Hackers get hacked - Black Basta ransomware gang chat logs leaked
Learn More
A data leak has exposed the internal operations of the Black Basta ransomware gang through the leak of their chat logs.
The Black Basta Ransomware-as-a-Service (RaaS) operation, active since April 2022, has had significant impact - over 500 organizations breached between April 2022 and May 2024 (according to CISA and FBI) and approximately $100 million in ransom payments collected from over 90 victims (until November 2023).
The leak was carried out by an individual with the handle ExploitWhispers, who initially shared the data on MEGA file-sharing platform and later moved it to a dedicated Telegram channel after the MEGA content was removed.
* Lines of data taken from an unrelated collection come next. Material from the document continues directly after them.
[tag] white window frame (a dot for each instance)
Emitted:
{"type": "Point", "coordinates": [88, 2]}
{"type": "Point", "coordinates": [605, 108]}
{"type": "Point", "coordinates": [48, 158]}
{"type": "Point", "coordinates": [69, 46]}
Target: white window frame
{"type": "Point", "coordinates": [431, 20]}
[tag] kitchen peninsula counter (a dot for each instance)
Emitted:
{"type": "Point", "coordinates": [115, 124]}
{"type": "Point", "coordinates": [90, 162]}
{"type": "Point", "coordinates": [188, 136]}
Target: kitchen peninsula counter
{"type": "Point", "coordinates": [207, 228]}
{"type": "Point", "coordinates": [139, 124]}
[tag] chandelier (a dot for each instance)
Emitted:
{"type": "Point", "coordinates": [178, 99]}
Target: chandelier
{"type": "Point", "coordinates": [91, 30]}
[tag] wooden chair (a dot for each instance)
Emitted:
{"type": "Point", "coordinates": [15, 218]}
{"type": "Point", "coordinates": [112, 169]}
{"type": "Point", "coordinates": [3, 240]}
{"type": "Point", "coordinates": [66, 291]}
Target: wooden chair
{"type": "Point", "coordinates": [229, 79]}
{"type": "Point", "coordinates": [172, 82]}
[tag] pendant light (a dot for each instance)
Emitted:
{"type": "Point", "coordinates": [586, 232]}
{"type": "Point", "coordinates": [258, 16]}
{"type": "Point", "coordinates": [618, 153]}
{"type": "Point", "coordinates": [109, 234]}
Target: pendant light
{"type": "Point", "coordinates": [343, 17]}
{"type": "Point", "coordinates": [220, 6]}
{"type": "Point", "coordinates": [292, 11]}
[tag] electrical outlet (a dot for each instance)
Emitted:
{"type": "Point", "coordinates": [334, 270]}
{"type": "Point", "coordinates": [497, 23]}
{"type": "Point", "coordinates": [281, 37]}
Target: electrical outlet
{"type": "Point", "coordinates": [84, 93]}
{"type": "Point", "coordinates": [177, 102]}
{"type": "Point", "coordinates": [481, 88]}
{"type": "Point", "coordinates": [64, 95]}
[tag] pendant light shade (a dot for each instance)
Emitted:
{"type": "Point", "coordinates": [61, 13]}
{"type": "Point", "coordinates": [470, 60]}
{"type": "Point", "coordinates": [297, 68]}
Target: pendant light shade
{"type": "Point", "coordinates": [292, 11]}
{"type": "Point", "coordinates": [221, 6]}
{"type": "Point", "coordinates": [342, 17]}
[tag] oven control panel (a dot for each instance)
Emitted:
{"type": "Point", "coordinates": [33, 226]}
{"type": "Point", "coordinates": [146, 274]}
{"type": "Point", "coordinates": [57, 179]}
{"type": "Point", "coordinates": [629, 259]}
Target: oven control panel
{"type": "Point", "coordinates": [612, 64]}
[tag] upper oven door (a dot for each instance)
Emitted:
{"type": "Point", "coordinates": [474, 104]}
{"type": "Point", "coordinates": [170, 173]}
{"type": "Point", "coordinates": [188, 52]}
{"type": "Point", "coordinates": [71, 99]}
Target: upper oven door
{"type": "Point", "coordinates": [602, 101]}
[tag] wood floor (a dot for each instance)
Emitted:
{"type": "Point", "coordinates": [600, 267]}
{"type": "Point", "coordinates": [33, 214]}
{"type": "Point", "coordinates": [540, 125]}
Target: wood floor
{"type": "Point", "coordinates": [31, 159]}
The leaked data covers communications from September 18, 2023, to September 28, 2024, and includes:
- Phishing templates and target email lists
- Cryptocurrency wallet addresses
- Data breach information
- Victim credentials
- 367 unique ZoomInfo links (indicating potential target organizations)
- Information about key gang members including:
- Lapa (administrator)
- Cortes (linked to Qakbot group)
- YY (main administrator)
- Trump/GG/AA (believed to be Oleg Nefedovaka, group leader)
The true identity of ExploitWhispers (whether a security researcher or disgruntled insider) remains undisclosed.
The leak's timing coincides with reported internal conflicts within the group and alleged attacks on Russian banks. According to PRODAFT, some operators had been scamming victims by collecting ransoms without providing working decryptors. The cyber threat intelligence company suggests the leak might be retribution for the group's targeting of Russian financial institutions.